I loved the episode, but it seemed way out of left-field, doesn’t fit the back-story and wasn’t well thought out, IMO.

*“I dunno how to end it! Just come up up with something!” The Observers being evil was never once foreshadowed before about 3 episodes back.

I’m disappointed about the liquified brains thing: again, sloppy writing. We saw an episode where there was powdered brains (a chimp, something else, and Walter) and Walter snorted the chimp’s (and did a monkey thing for a while). Why introduce the brain parts (which…didn’t they get destroyed?) when they could have tied up the loose end about the powdered walter-brain?

I think the Observers have been traveling through time to find the best time for them to take over. Some point far enough back that they could easily take over, but the infrastructure is in place so they can live comfortably.

Regarding them going to the future to see what’s going to happen next: September explained they see all possible futures, but it comes down to human choice. Which is what they are doing when they are “reading” people. They are seeing what choices they are going to make. Which is what makes Etta so important. She can’t be read by the Observers, so she’s the only one that can stop him. She’s basically the John Conner, which makes Peter the Sarah Conner of this story. The other Observers want to wipe him out so they can take over, but September wants him to live to Etta can stop them. Which basically means September set this plan in motion a long time ago, to get Walter to bring Peter from the other universe so he could be with Olivia.

Now I’m not saying the writers had this plan since the beginning, but it makes sense in the grand scheme of things.

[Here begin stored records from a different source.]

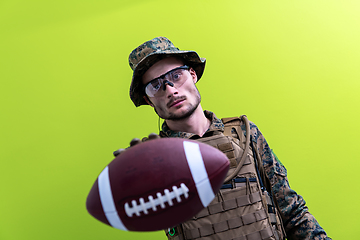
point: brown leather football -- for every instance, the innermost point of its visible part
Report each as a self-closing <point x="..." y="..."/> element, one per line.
<point x="157" y="184"/>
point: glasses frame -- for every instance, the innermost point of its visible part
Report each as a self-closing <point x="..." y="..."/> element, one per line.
<point x="185" y="67"/>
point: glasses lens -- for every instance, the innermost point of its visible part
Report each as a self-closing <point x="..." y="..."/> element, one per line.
<point x="176" y="76"/>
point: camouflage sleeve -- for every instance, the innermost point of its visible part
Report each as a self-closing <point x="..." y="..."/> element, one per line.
<point x="298" y="222"/>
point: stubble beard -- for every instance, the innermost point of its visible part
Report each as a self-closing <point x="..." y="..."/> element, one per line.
<point x="161" y="112"/>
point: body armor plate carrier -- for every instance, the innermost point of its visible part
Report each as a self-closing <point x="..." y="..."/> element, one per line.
<point x="245" y="208"/>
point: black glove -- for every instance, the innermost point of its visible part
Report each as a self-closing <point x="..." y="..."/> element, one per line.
<point x="135" y="141"/>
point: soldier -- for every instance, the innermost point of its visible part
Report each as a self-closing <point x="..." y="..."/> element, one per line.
<point x="256" y="201"/>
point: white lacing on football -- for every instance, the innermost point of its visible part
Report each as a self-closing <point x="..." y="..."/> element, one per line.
<point x="160" y="200"/>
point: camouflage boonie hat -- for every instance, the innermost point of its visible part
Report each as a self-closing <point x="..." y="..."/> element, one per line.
<point x="148" y="53"/>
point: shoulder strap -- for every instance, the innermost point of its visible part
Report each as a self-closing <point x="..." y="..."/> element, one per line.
<point x="234" y="123"/>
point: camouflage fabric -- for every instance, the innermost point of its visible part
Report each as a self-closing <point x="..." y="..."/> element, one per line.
<point x="148" y="53"/>
<point x="298" y="222"/>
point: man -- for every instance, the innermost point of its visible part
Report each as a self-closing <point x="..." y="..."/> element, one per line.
<point x="164" y="78"/>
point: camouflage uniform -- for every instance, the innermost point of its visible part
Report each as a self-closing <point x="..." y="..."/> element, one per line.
<point x="298" y="222"/>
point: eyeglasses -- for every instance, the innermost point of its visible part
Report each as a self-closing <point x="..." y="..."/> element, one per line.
<point x="174" y="78"/>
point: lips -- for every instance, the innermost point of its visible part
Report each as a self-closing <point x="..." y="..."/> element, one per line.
<point x="175" y="101"/>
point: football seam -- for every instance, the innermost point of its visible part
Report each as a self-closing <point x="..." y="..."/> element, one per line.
<point x="153" y="203"/>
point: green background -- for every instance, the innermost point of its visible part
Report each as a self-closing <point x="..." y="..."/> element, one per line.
<point x="291" y="66"/>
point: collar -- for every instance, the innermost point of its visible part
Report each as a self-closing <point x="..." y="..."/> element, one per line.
<point x="216" y="125"/>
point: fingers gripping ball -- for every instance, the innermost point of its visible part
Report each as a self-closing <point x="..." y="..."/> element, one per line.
<point x="157" y="184"/>
<point x="135" y="141"/>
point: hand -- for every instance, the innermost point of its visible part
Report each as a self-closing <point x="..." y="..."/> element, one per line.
<point x="135" y="141"/>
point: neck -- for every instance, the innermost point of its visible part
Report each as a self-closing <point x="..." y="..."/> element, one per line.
<point x="196" y="123"/>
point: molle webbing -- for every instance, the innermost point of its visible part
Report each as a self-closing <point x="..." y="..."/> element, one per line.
<point x="243" y="209"/>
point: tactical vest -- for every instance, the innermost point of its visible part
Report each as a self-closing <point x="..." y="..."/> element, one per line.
<point x="244" y="208"/>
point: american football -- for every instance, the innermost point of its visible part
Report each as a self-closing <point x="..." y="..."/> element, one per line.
<point x="157" y="184"/>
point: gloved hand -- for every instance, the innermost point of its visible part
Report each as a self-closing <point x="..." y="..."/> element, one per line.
<point x="135" y="141"/>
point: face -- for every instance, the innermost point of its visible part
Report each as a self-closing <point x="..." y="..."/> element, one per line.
<point x="175" y="103"/>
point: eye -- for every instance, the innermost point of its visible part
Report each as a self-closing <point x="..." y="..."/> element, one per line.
<point x="155" y="84"/>
<point x="176" y="75"/>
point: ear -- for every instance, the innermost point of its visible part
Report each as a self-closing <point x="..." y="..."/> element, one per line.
<point x="148" y="100"/>
<point x="193" y="74"/>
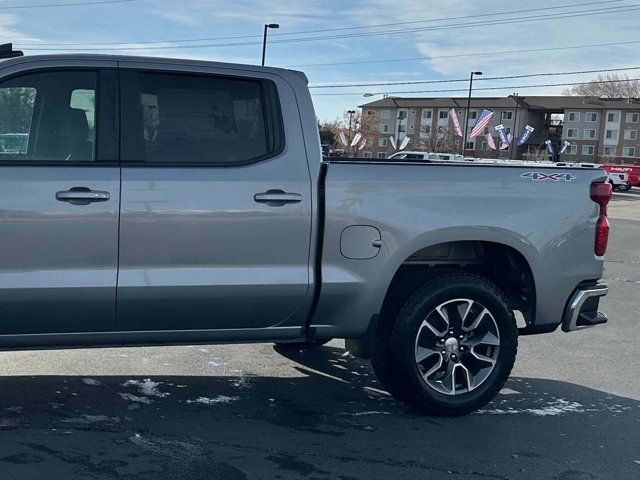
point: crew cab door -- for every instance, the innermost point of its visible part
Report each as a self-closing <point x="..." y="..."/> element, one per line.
<point x="59" y="199"/>
<point x="216" y="205"/>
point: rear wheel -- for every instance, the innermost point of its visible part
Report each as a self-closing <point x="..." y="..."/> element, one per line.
<point x="451" y="347"/>
<point x="308" y="345"/>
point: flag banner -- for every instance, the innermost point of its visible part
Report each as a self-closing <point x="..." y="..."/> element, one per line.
<point x="490" y="141"/>
<point x="484" y="119"/>
<point x="456" y="123"/>
<point x="524" y="136"/>
<point x="502" y="134"/>
<point x="549" y="147"/>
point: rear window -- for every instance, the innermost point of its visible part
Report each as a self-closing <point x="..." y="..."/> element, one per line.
<point x="190" y="119"/>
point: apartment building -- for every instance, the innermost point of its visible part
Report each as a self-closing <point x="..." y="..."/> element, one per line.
<point x="599" y="130"/>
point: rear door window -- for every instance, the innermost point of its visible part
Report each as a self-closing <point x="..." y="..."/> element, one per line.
<point x="193" y="119"/>
<point x="48" y="116"/>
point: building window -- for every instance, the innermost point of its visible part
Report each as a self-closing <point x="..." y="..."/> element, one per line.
<point x="573" y="132"/>
<point x="588" y="149"/>
<point x="611" y="134"/>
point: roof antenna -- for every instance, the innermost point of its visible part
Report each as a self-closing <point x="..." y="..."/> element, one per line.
<point x="7" y="51"/>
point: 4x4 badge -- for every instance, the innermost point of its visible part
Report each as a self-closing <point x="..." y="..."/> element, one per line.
<point x="555" y="177"/>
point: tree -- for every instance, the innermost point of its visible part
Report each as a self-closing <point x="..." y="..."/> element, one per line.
<point x="607" y="86"/>
<point x="442" y="139"/>
<point x="360" y="123"/>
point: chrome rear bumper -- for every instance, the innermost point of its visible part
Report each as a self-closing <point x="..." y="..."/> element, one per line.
<point x="579" y="314"/>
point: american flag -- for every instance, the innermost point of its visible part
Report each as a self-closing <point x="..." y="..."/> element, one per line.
<point x="483" y="121"/>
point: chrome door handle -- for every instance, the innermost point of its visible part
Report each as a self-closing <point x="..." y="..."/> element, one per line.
<point x="277" y="198"/>
<point x="82" y="196"/>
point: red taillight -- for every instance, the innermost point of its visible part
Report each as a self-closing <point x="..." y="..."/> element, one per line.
<point x="601" y="194"/>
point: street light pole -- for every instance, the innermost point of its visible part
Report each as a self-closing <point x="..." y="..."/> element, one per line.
<point x="350" y="112"/>
<point x="466" y="120"/>
<point x="264" y="38"/>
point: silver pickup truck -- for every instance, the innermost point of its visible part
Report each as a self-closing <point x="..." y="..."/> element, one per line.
<point x="148" y="201"/>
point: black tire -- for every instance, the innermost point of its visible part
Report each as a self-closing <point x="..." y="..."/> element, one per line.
<point x="308" y="345"/>
<point x="395" y="362"/>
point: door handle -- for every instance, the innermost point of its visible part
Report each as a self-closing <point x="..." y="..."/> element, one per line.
<point x="277" y="198"/>
<point x="82" y="196"/>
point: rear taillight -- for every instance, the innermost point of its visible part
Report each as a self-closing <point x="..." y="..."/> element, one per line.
<point x="601" y="194"/>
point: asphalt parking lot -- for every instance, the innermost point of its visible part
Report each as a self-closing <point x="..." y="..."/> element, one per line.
<point x="571" y="410"/>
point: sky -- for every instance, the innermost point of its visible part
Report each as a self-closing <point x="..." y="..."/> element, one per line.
<point x="449" y="48"/>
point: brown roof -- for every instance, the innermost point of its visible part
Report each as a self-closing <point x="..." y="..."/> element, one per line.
<point x="531" y="102"/>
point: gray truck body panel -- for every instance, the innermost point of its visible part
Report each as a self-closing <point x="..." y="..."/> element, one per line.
<point x="185" y="254"/>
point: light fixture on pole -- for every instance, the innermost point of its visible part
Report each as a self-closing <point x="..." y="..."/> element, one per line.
<point x="264" y="38"/>
<point x="466" y="119"/>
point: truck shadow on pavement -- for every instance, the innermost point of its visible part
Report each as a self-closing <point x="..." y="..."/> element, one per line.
<point x="330" y="422"/>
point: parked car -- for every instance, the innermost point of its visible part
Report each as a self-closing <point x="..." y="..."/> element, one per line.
<point x="187" y="202"/>
<point x="632" y="170"/>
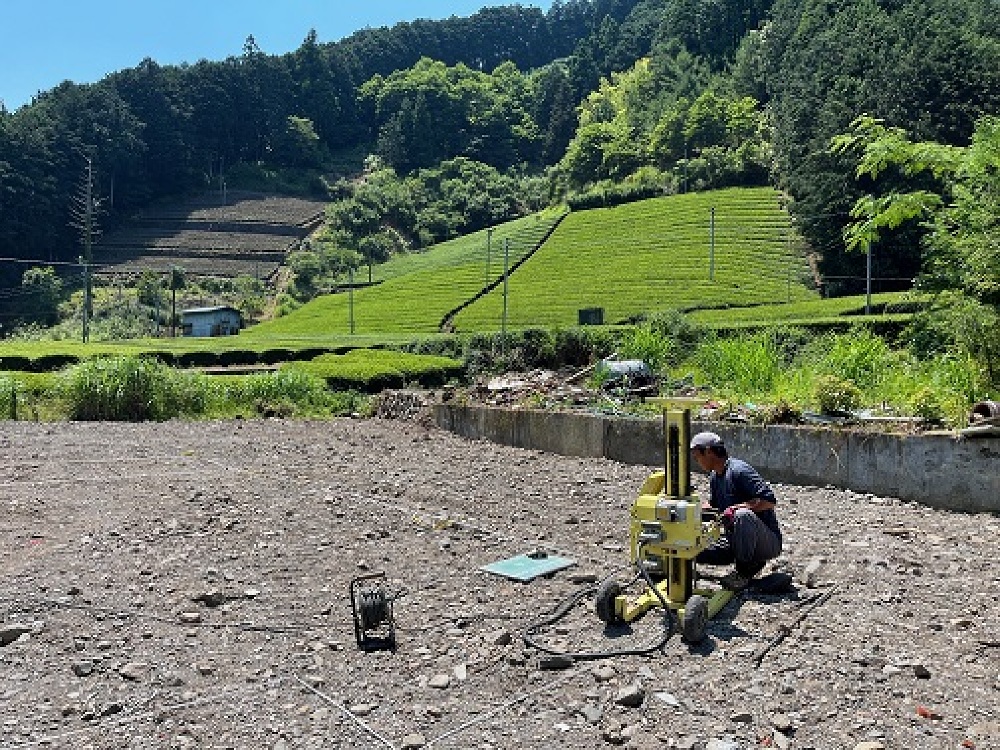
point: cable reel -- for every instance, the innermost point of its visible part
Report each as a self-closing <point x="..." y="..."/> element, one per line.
<point x="372" y="607"/>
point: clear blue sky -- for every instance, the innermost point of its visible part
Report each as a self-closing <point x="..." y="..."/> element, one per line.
<point x="45" y="42"/>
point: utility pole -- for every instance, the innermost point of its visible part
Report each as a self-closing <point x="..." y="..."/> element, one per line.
<point x="83" y="220"/>
<point x="711" y="246"/>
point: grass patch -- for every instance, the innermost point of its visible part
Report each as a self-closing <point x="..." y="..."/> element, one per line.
<point x="413" y="292"/>
<point x="653" y="255"/>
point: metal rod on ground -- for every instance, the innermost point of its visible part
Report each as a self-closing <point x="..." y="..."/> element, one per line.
<point x="489" y="243"/>
<point x="786" y="629"/>
<point x="350" y="299"/>
<point x="384" y="740"/>
<point x="711" y="250"/>
<point x="868" y="278"/>
<point x="501" y="708"/>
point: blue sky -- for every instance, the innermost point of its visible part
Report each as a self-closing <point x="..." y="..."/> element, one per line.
<point x="45" y="42"/>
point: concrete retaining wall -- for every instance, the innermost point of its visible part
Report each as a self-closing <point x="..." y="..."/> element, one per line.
<point x="938" y="470"/>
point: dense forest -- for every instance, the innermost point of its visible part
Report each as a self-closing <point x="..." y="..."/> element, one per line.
<point x="470" y="121"/>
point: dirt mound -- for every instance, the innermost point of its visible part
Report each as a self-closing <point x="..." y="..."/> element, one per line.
<point x="185" y="585"/>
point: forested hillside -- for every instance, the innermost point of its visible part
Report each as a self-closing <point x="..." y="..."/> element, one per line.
<point x="467" y="122"/>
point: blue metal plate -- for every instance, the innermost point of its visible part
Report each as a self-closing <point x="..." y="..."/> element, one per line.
<point x="528" y="567"/>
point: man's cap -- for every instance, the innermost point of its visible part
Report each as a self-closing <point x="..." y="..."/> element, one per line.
<point x="706" y="440"/>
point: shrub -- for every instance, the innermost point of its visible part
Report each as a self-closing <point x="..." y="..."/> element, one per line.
<point x="834" y="394"/>
<point x="131" y="389"/>
<point x="927" y="404"/>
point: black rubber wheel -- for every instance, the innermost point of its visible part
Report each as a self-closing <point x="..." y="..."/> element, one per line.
<point x="607" y="592"/>
<point x="695" y="619"/>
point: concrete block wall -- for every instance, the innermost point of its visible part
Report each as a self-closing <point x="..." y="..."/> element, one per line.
<point x="938" y="470"/>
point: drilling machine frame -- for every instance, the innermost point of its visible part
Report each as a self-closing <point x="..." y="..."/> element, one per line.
<point x="668" y="528"/>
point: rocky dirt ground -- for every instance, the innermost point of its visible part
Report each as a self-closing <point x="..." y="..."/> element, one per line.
<point x="185" y="585"/>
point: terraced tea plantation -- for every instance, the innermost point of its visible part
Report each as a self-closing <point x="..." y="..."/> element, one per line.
<point x="415" y="293"/>
<point x="247" y="235"/>
<point x="655" y="254"/>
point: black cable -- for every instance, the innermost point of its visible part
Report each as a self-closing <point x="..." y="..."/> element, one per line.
<point x="562" y="609"/>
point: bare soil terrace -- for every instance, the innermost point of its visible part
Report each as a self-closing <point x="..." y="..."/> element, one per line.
<point x="185" y="585"/>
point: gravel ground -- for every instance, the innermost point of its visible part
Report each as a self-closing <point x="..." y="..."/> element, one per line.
<point x="185" y="585"/>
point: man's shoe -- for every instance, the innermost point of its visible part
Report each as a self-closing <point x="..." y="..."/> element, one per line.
<point x="734" y="581"/>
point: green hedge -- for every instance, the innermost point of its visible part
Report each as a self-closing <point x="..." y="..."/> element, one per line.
<point x="370" y="371"/>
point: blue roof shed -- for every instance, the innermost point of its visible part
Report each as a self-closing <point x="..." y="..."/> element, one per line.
<point x="211" y="321"/>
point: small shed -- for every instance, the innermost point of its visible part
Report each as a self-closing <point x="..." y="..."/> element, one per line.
<point x="211" y="321"/>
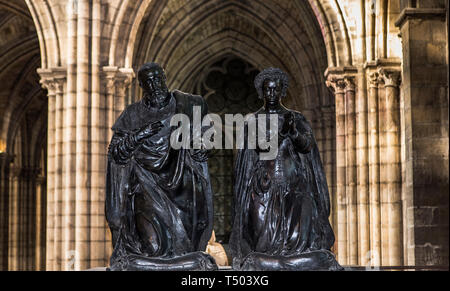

But…they’re time-travellers and effectively immortal. Take a bunch of 1900-era engineers, stone-masons, plumbers, whatever, back to the Pleistocene, shanghai a bunch of slaves from Egyptian/Roman/Whatever days (or just grab Neanderthals) and add some future-tech. Then start clear-cutting and building whatever female-free all-bald paradise the Observers want. Jump ahead 10 years at a time, checking up to make sure there’s no pesky rebellions or anything and say, 100 years later, you have a nice sized city that a bunch of Observers move into and start expanding from and advancing.

That’s the problem with time travel writing apparently.

Make the time traveler(s) Omniscient (all knowing) then it’s hard to write a story involving conflict because the time traveler(s) will know what will happen and be able to avoid any problems.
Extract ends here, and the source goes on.